Pendant que le policier scrute dans cette direction, Jim ouvre brusquement la portière de sa voiture, saute dedans et écrase le champignon. La voiture fait un bond en avant sur la voie de droite, laissant le flic planté derrière à brailler.

Jim bifurque brutalement à droite, parce que sur City Avenue, devant lui, le fourgon de police est aux trousses d’Arthur et de ses deux copains, Arthur…

Jim prend le rail direction sud sur la Santa Ana Freeway. Il a échappé à ses poursuivants, pour autant qu’il le sache. Sa réaction consiste en une douleur aiguë dans l’estomac. Il se pourrait même qu’il vomisse dans la voiture. Et cette expression sur le visage d’Arthur, quand il a vu Jim le désigner à la police… « Non, non ! Ce n’est pas ça que je voulais !… »

Plus rien à faire. Il y a de fortes chances pour qu’Arthur se fasse coincer, ainsi que les deux fournisseurs. Mais les flics trouveront-ils un motif pour les retenir ? Jim n’en sait rien. Tout ce qu’il sait, c’est qu’il est dans un véhicule qui contient six caisses d’armement, ce qui relève de la haute trahison, et que les flics ont probablement relevé le numéro de sa plaque d’immatriculation. Et qu’il vient de livrer un de ses amis à la police, sans raison. Sans raison ? Bon Dieu, il n’en sait rien ! Il a l’impression d’avoir, en fait, trahi tous ceux qu’il connaît, d’une manière ou d’une autre.

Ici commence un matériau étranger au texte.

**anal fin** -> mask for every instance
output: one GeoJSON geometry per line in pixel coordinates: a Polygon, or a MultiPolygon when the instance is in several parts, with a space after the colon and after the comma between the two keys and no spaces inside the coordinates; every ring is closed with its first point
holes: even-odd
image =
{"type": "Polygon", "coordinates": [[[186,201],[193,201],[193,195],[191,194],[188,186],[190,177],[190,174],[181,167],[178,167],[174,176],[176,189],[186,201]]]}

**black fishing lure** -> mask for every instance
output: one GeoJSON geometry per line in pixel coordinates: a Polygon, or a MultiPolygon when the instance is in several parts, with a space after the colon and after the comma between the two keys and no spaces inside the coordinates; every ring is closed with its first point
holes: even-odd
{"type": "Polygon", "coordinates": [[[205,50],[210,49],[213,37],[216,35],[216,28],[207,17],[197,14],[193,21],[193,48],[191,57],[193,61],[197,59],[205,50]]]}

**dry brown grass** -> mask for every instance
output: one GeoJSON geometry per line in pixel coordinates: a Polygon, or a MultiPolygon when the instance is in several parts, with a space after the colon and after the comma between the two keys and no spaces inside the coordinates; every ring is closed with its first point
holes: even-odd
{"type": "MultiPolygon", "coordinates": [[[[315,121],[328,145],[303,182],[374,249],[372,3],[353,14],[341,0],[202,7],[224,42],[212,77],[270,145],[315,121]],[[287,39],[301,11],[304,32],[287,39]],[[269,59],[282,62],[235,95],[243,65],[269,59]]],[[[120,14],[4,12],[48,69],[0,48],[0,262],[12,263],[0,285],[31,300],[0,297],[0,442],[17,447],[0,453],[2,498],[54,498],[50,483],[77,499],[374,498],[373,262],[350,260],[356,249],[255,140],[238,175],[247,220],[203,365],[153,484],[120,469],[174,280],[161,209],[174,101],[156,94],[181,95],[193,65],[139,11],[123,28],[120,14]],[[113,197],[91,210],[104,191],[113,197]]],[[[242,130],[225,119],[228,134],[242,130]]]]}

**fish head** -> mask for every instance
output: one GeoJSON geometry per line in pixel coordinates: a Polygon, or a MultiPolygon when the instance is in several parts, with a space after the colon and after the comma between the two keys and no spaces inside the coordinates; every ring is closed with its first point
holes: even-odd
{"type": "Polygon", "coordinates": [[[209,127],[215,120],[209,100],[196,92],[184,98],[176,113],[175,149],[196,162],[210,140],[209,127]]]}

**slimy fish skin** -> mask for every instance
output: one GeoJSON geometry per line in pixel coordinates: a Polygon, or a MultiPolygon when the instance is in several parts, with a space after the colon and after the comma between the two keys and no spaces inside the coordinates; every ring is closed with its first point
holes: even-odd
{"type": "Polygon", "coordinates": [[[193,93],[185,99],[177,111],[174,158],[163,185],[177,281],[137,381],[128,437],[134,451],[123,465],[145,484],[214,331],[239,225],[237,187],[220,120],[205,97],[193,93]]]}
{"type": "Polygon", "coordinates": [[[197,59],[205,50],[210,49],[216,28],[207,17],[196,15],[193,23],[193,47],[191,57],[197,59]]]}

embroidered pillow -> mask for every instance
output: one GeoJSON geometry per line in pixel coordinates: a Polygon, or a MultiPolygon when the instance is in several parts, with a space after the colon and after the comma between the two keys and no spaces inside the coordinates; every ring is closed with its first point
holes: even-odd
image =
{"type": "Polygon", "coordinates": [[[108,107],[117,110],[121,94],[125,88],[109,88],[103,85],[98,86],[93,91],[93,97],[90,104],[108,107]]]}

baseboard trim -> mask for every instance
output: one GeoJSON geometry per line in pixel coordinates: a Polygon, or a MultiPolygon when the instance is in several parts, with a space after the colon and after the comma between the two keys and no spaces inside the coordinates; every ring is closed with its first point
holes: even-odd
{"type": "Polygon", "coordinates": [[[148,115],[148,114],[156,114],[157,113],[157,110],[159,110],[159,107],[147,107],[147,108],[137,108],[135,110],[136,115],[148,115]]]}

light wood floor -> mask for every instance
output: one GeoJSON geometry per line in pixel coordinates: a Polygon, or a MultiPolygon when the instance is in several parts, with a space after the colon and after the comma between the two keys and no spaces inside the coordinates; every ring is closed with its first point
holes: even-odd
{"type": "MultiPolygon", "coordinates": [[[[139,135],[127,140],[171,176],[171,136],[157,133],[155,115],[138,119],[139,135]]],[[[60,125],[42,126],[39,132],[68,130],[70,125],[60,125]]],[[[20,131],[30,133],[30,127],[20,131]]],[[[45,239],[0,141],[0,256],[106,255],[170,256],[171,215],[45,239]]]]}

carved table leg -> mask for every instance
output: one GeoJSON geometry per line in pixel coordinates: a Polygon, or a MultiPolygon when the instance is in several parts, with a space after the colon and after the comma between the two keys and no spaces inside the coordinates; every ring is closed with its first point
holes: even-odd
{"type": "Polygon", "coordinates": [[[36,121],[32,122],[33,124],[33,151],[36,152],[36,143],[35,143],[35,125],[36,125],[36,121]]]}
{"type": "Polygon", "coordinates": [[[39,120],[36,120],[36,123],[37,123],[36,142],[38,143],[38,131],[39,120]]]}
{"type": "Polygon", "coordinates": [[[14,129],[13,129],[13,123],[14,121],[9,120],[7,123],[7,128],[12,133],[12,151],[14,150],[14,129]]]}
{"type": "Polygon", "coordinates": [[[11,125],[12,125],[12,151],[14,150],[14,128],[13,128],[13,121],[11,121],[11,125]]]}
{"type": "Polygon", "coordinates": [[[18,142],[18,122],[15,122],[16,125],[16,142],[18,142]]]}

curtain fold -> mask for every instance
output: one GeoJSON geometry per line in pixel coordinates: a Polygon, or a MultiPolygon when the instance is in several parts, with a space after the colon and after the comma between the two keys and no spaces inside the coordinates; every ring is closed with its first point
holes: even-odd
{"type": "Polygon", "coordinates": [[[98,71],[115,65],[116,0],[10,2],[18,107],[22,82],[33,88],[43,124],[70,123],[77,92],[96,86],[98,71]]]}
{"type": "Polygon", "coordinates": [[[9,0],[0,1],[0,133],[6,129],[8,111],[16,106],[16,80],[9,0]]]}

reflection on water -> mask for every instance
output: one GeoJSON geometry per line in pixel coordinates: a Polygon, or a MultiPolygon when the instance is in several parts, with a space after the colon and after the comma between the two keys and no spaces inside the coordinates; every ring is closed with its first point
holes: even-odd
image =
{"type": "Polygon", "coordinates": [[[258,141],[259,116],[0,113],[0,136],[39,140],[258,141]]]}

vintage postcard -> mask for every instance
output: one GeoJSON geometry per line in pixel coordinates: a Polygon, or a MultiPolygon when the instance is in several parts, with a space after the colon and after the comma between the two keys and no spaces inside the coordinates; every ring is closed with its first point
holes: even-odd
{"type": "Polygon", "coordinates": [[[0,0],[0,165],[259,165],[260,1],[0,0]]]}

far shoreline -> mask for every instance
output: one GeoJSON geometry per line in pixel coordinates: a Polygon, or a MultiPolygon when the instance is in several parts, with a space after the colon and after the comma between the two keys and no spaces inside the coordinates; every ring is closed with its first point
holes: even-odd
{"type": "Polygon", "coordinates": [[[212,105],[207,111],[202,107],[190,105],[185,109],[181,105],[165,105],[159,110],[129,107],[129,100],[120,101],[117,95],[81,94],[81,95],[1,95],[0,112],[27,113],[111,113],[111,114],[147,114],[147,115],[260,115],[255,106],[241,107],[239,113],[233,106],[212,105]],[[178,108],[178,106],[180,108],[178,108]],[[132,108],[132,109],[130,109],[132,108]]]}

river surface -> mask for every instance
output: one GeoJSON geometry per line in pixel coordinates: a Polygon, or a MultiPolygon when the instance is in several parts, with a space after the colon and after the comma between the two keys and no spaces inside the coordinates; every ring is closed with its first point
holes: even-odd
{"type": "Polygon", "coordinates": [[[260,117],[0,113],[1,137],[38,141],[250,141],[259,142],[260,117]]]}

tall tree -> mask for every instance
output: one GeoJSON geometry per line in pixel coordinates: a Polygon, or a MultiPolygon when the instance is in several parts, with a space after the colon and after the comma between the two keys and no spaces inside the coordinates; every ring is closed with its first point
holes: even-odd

Il regarde nerveusement dans le rétroviseur, guettant des flics de la route, la police locale, des shérifs, des militaires… Qui sait qui ils vont envoyer aux trousses des saboteurs industriels ? Il aperçoit son propre visage pas rasé, l’expression de peur maladive que celui-ci revêt. Et il est soudain furieux, tape du poing sur le tableau de bord, empli de dégoût vis-à-vis de lui-même. « Trouillard. Traître. Putain d’imbécile ! » Enfin délivrées, toutes ses colères aveugles se déversent d’un seul coup, s’expriment par de grands coups de poing contre le tableau de bord, par des injures incohérentes proférées dans des sanglots. « Tu sais… tu sais… ce qu’il faudrait… faire… et t’es pas capable de… le faire ! »

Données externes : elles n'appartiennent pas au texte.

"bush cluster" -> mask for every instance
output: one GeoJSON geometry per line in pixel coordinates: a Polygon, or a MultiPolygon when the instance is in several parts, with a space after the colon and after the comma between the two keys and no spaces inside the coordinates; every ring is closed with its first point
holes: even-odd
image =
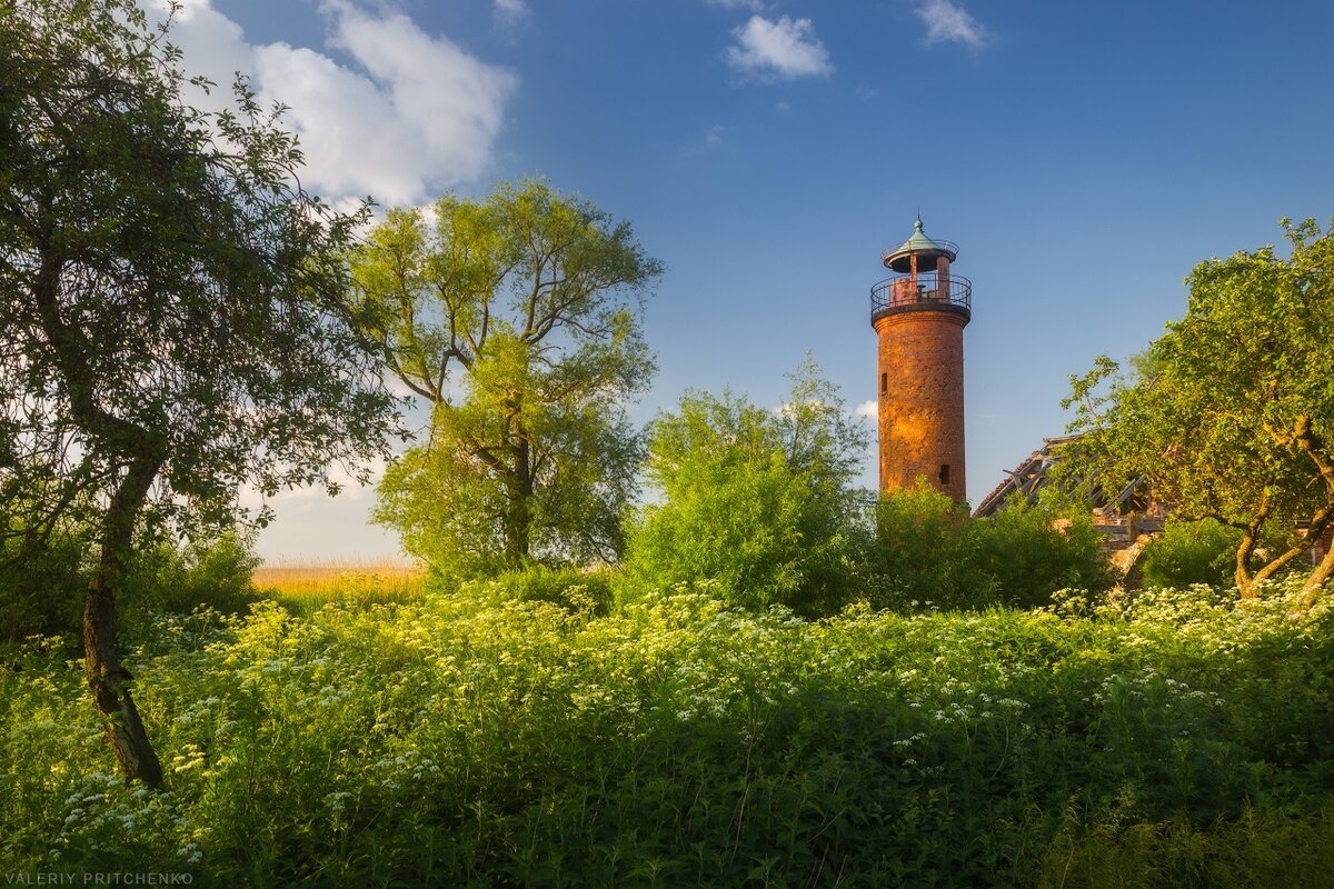
{"type": "Polygon", "coordinates": [[[1059,589],[1113,584],[1087,509],[1014,501],[970,518],[926,482],[880,498],[867,562],[872,606],[899,610],[1037,608],[1059,589]]]}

Ayant perdu tout self-control, il se rappelle sa cargaison et trace comme un fou furieux jusqu’à South Coast Plaza. Il s’arrête en calant sur un parking en plein air en face de la tour administrative de S.C.P., bondit hors de la voiture, arrache le couvercle de la caisse sur le siège du passager, sort un missile Harris Mosquito chargé au Styx-90. Là, au milieu des voitures garées en ordre dispersé, il colle le socle du petit missile à même le sol du parking et le braque vers les fenêtres obscures de la tour. Il installe le mécanisme de mise à feu, l’actionne. Le missile émet tout à coup un retentissant whoosh de flammes et disparaît. En haut de la tour administrative, une vitre casse, et il y a un bruit de verre brisé, le tintement d’une sonnerie d’alarme retentit. Jim pousse un hourra, remonte en voiture et s’en va.

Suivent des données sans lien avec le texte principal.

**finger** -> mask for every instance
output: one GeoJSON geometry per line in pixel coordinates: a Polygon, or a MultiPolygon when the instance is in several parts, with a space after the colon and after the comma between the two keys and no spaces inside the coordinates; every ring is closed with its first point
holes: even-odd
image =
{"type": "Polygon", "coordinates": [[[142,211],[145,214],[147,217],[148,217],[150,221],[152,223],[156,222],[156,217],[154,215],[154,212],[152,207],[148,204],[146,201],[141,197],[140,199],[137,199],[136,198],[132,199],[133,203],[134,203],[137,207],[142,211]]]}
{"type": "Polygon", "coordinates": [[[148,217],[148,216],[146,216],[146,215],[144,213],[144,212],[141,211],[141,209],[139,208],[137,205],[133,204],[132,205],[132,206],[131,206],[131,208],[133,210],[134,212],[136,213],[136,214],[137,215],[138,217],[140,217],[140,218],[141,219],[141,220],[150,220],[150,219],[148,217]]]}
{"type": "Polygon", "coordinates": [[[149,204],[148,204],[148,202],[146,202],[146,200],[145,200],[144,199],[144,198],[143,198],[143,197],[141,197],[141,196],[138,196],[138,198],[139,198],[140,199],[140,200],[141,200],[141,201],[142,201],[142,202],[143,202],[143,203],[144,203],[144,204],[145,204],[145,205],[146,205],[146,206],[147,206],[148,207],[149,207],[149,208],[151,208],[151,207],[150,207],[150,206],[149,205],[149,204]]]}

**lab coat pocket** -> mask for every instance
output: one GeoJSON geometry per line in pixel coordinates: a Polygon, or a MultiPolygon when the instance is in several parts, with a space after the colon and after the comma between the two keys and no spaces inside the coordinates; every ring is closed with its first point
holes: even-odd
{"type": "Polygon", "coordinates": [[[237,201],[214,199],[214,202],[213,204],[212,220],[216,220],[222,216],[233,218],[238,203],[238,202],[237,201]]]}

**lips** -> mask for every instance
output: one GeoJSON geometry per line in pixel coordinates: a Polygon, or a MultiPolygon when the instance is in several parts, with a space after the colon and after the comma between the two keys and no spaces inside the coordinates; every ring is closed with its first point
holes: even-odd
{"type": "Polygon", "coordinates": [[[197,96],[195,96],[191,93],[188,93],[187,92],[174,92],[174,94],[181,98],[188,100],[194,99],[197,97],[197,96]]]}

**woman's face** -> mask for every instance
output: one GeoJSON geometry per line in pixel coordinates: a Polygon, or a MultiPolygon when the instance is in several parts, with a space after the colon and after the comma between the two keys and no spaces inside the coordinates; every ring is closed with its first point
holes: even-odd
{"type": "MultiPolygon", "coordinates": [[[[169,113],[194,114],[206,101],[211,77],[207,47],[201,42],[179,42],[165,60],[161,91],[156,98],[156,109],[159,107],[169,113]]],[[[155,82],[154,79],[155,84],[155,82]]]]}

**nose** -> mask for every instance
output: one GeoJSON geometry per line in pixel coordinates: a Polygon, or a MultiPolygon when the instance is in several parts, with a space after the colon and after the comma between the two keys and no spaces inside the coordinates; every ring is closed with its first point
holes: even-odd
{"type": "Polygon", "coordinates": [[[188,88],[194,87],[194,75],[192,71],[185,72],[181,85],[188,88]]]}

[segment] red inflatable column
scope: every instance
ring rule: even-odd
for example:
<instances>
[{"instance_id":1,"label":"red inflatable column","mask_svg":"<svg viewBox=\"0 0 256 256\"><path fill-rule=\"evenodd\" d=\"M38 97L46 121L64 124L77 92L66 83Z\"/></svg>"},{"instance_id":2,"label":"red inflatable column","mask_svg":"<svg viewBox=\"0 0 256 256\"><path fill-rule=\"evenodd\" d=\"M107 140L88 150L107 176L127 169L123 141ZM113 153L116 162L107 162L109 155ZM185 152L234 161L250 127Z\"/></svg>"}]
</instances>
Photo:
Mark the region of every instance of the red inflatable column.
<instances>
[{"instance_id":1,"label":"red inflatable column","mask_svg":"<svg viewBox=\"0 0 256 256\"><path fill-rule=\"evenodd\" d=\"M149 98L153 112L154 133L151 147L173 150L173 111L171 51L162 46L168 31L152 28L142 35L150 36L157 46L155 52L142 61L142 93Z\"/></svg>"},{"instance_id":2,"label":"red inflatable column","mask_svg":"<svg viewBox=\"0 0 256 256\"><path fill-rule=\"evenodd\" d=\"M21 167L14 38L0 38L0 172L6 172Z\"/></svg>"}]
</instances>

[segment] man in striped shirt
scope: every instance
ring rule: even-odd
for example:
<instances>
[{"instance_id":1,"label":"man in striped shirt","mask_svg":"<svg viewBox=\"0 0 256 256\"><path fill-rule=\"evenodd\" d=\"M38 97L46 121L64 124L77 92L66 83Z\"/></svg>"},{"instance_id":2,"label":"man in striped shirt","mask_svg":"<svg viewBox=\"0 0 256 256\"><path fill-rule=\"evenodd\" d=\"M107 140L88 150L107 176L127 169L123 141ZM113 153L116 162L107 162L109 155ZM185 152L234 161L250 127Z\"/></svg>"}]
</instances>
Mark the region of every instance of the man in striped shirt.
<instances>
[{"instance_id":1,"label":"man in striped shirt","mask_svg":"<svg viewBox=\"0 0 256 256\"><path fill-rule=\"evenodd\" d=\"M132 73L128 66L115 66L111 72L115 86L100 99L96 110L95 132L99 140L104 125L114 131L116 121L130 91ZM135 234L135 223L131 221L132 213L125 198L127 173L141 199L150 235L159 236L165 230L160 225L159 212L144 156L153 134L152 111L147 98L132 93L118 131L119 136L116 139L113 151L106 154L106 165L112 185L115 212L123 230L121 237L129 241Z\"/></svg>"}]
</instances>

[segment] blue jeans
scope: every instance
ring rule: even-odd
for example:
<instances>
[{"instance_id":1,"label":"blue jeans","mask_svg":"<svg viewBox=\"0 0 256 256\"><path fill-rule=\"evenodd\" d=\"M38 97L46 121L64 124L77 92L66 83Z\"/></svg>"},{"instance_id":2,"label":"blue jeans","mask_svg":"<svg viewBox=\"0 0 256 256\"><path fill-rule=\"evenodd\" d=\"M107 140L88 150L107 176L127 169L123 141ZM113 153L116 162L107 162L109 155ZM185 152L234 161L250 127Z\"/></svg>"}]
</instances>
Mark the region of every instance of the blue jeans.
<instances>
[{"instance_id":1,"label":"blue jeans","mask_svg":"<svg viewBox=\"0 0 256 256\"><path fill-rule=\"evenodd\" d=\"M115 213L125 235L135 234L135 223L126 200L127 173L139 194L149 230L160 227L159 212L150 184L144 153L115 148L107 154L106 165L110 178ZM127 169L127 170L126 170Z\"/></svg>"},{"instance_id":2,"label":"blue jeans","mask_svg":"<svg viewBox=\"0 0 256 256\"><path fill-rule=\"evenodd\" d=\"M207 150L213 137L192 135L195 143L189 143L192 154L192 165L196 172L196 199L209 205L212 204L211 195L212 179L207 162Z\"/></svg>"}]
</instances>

Part à Santa Ana, jusqu’au siège de la First American Title Insurance and Real Estate Company. Il fait noir, il n’y a personne. Nouveau missile installé sur le parking, braqué sur les portes de l’entrée principale ; ça va faire fondre tous les ordinateurs, là-dedans, toutes les archives. Il va perdre un job ! Il rit, hystérique, en mettant le mécanisme en place, puis le déclenche. Cette fois, le missile casse une grande porte de verre blindé, et les alarmes sont des sirènes.

Au loin, des hululements résonnent. Qu’est-ce qu’il peut casser d’autre ? Le conseil d’administration du Comté d’Orange, ouais, ces gens qui ont systématiquement aidé les promoteurs à tailler en pièces le Comté d’Orange, durant plus de cent années de mauvaise gestion et de corruption. Redescente sous le triangle jusqu’au vieux centre administratif municipal de Santa Ana. Là aussi il fait noir, et il a tout loisir de mettre son Mosquito en place. Il n’a qu’à amorcer le dispositif de lancement, et le petit engin pareil à une fusée entrera là-dedans et fera voler en éclats toute l’administration corrompue du comté. Alors il le fait et rit comme un petit fou.